*por Luiz Felipe de Alencastro
Colunista do UOL Notícias
Nos começos dos anos 1990, quando as instituições da União Europeia (UE) ganharam corpo e a URSS desabou, pondo um término à Guerra Fria, um grande jornalista francês, André Fontaine, editorialista do "Le Monde", sentenciou : a paz na Europa vai diminuir a hegemonia dos governos centrais e ressuscitar as fronteiras étnicas no interior dos velhos Estados europeus.
Naquela altura, a Iugoslávia já se despedaçava num sangrento conflito inter-étnico. Mas a Iugoslávia era um país artificial, nascido em 1918, depois de um desenho territorial mal ajambrado feita pelas potências vencedoras da Primeira Guerra Mundial. Não se tratava, absolutamente, de "um velho Estado europeu".
André Fontaine pensava na Espanha, onde pipocava a revolta no país basco e o descontamento na Catalunha, no norte da Itália, onde existem movimentos regionalistas dissidentes e, sobretudo, na Bélgica, onde sua previsão parece estar perto de se realizar.
De fato, na semana passada, o país completou 13 meses sem governo efetivo, na esteira de uma crise política que se arrasta desde 2007. O motivo do impasse é estrutural e parece não ter mais conserto : o belgas do norte, que falam flamengo (derivado do holandês), tem mais poder econômico e formam 58% da população do país, não querem mais viver junto com os belgas do sul, que falam francês, e são mais frágeis economicamente.

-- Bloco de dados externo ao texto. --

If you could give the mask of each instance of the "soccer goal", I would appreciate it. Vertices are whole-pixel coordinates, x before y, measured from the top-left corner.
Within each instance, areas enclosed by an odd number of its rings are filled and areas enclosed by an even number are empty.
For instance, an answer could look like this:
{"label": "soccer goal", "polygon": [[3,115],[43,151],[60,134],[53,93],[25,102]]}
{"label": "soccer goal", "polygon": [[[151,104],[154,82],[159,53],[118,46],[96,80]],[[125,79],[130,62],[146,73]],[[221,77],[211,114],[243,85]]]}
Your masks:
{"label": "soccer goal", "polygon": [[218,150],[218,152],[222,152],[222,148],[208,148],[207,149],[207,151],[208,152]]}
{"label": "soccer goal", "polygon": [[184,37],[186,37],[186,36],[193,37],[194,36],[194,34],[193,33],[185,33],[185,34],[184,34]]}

Desde 1830, as duas regiões estão amarradas em torno da monarquia parlamentar sediada em Bruxelas. O país se manteve razoavelmente unido -- apesar das querelas linguísticas que permeavam o seu ensino público --, até os anos 1960. A partir daí a unidade nacional começou a enfraquecer. Primeiro, a Bélgica teve que encarar a catastrófica independência do Burundi, do Ruanda e, sobretudo, do Congo-Kinshasa, suas antigas colônias.
Será que o colonialismo ajudou a Bélgica a manter sua unidade nacional? Esta era a opinião de Joseph Conrad que, na fase mais sangrenta do saque belga no Congo, numa passagem excluída da versão definitiva de sua admirável novela "Coração das Trevas" (1902), definia a Bélgica como um país meio troncho, governado por um "rei de terceira categoria" (Leopoldo 2º) que procurava obter na pilhagem do Congo a importância política de que carecia na política europeia. De todo modo, o final da exploração colonial belga na África coincidiu com o aumento das divisões internas e com o declínio internacional do país.
Paralelamente, a região francófona, cuja economia repousava sobre atividades oriundas da primeira revolução industrial (metalurgia, siderurgia, minas de carvão) começou a ser sobrepujada pela economia flamenga, muito mais dinâmica. Tirando as conclusões destas diferenças culturais e econômicas, o Parlamento belga instaura o regime federalista em 1993. Apresentada como uma solução para preservar a unidade nacional, a autonomia da regiões acabou precipitando o separatismo flamengo.
Atualmente, a Bélgica atravessa uma crise política que pode desembocar numa divisão de seu território. O maior empecilho à sua divisão é o estatuto particular da região de Bruxelas. Além de sediar as instituições europeias, é também a única região bilíngue do país. Na eventualidade de uma divisão do território de que lado ficaria Bruxelas, a jóia da coroa belga?
Os outros países europeus também farão o que puderem para evitar a secessão flamenga por uma razão simples : embora de maneira menos aguda, o separatismo também ameaça a unidade da Espanha, da Itália e do Reino Unido.
No final das contas, a crise da identidade nacional belga mostra que os problemas atuais da Europa são também políticos, e não se resumem à crise do euro ou ao eventual calote da Grécia e de Portugal.